Surety Bond - Often using a bail bondsman is the only option when the full amount cannot be posted in cash. Bail bond companies charge a minimum of 10% of the bond amount to post a bond. Any money paid to a bail bondsman WILL NOT BE RETURNED after the completion of the case. A person who uses a bail bondsman may also need to check in with the bondsman on a weekly basis.
Before the case is indicted or filed
This is often a difficult time for the client, there are no police reports or other evidence available to the Attorney and sometimes not even a court date to look forward to. This can occur for various reasons, sometimes the State is preparing the case to present before a Grand Jury or preparing a misdemeanor for filing. In preparation the State may have to wait for various items such as lab reports from blood testing or lab reports from testing of physical evidence. If a case is not get indicted by a Grand Jury or filed before the statute of limitations period expires then it may not be prosecuted. It is important to have legal representation during this phase so that an Attorney may monitor the status of the case.
After the case is filed or indicted
This is the phase of the case where court dates are scheduled and the discovery process can begin. Clients should expect to appear in court on every setting. After the State has turned over discovery, we will schedule a meeting with the client to review the evidence and discuss possible outcomes.
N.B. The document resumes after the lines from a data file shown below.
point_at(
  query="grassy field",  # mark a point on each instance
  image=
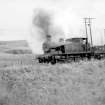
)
(25, 82)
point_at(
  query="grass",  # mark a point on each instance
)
(25, 82)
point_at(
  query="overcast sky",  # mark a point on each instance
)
(16, 17)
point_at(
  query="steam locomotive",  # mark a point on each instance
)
(72, 49)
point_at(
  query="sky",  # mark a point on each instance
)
(16, 17)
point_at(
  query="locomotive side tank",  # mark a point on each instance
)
(64, 50)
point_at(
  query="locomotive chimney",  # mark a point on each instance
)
(48, 38)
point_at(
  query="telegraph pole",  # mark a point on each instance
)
(104, 36)
(88, 24)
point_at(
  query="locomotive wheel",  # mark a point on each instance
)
(53, 60)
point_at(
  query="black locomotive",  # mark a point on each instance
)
(72, 49)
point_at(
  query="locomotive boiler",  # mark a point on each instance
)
(72, 49)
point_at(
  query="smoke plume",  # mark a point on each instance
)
(43, 25)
Various pretrial motions may be filed during this phase and will be determined on a case by case basis. At this stage the attorney will advise the client as to what options are available and what the attorney recommends be done. However, the decision is that of the client as to how to proceed. The typical case will reach this point and end with a plea negotiated by your attorney or by setting the case for trial.
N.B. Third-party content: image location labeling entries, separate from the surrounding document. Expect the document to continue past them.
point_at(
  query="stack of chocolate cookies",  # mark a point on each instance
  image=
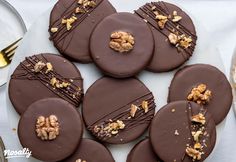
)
(47, 90)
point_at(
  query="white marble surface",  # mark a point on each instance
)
(218, 17)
While a trial may be the option that the attorney recommends, it is often the last place you want to be. Even if you are innocent there are many factors that make going to trial a risk at best. Trial can be broken down into three phases:
First there is Voir Dire or Jury Selection. At this time the defense and state attorney will question a pool of jurors as to how they feel about various items. The attorneys cannot talk about the specifics of the case, but can talk about general items that apply to the case. This includes whether a potential juror knows any of the parties involved, how they feel about the minimum / maximum punishments, the elements that must be proved in order to find someone guilty of the particular offense, any personal reservations jurors may have about a particular offense, past dealings with law enforcement, explaining that a defendant has no duty to testify or put on any evidence since they are innocent until proven guilty, and many other items. The selection process differs from what you may think; attorneys do not get to choose what jurors they want but rather they have a certain number of preemptory strikes to use to strike particular jurors. The leftover jurors are the ones selected to sit on the jury.
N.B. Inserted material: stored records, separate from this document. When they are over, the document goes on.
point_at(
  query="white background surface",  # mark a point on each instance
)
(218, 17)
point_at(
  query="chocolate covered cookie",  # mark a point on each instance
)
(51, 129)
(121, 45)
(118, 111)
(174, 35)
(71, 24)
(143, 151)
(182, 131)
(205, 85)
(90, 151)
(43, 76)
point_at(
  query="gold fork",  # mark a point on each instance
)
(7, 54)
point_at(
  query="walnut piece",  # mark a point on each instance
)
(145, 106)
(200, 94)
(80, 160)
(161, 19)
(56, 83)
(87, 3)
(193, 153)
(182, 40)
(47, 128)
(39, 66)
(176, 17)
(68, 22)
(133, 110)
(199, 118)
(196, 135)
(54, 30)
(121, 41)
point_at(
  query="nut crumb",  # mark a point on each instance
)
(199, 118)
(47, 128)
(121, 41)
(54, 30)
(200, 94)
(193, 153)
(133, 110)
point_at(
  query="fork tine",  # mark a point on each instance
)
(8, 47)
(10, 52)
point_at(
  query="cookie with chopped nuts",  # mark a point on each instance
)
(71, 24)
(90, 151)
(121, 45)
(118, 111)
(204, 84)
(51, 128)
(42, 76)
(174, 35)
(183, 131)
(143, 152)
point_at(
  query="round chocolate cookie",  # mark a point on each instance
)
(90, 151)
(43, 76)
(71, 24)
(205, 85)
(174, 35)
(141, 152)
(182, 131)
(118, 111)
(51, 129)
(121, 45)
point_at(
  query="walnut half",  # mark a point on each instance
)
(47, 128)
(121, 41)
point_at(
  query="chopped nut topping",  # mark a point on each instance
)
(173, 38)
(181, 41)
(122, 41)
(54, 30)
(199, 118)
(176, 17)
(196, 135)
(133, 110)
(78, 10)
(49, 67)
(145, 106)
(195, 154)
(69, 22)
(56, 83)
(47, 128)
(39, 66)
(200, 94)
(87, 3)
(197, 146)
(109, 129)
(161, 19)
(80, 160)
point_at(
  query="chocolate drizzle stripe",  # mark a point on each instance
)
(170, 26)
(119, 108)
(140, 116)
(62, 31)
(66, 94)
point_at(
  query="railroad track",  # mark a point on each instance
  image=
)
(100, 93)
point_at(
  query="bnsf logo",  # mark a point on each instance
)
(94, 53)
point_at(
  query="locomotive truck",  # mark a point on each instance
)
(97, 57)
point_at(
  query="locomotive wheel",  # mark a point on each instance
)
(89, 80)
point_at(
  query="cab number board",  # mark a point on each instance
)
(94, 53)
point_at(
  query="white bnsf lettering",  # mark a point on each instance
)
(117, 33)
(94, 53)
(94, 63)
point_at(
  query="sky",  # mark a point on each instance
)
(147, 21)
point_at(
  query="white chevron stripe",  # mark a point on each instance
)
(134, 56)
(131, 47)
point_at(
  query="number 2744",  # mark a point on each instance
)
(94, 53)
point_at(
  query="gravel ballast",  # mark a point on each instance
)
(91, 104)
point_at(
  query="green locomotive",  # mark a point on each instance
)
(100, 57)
Second comes the Guilt / Innocence phase. This is where the state presents its case in chief though witnesses and evidence. The state calls a witness to the stand asks questions and then the defenses has an opportunity to cross-examine the same witness. This is repeated for each witness the state chooses to call. The attorneys are limited by the Texas Rules of Evidence as to what types of questions they can ask a particular witness. Evidence in the guilt/innocence phase must be limited to factual evidence that enables the jury to reach a verdict. After the state has rested its case in chief the defense has an opportunity to call witnesses on its behalf and the state then gets to cross-examine the same witness. After the defense rests its case in chief both sides will move on to closing arguments. Closing arguments is where each side reviews and summarizes the witness testimony for the jury. The defense will go first and the state will be the last to present its closing argument, this is because the state carries the burden of proof so they are permitted to have the "final word" in closing. After closing arguments, the Judge will read the charge to the jury and retire them to their deliberations. A jury may take as long as necessary to decide their verdict. One chosen, the Judge will read the verdict in open court and proceed accordingly.
Third comes the punishment phase. If found guilty by a jury, the defendant has a choice as to who they want to assess punishment, either the court or the jury. While this decision must be made prior to the commencement of trial, it does not come into play until the punishment phase begins. At this time the State and Defense will present their respective cases for proper punishment. Character witnesses are encouraged at this time.
If a person is found guilty of an offense as the result of a trial, they may be able to appeal the case to a higher Court. There are stringent time limitations for when a notice of appeal must be filed with the Court. If this is something that a client is interested in they should not hesitate in communicating with the Attorney, failure to do so could result in missing the opportunity to appeal the case.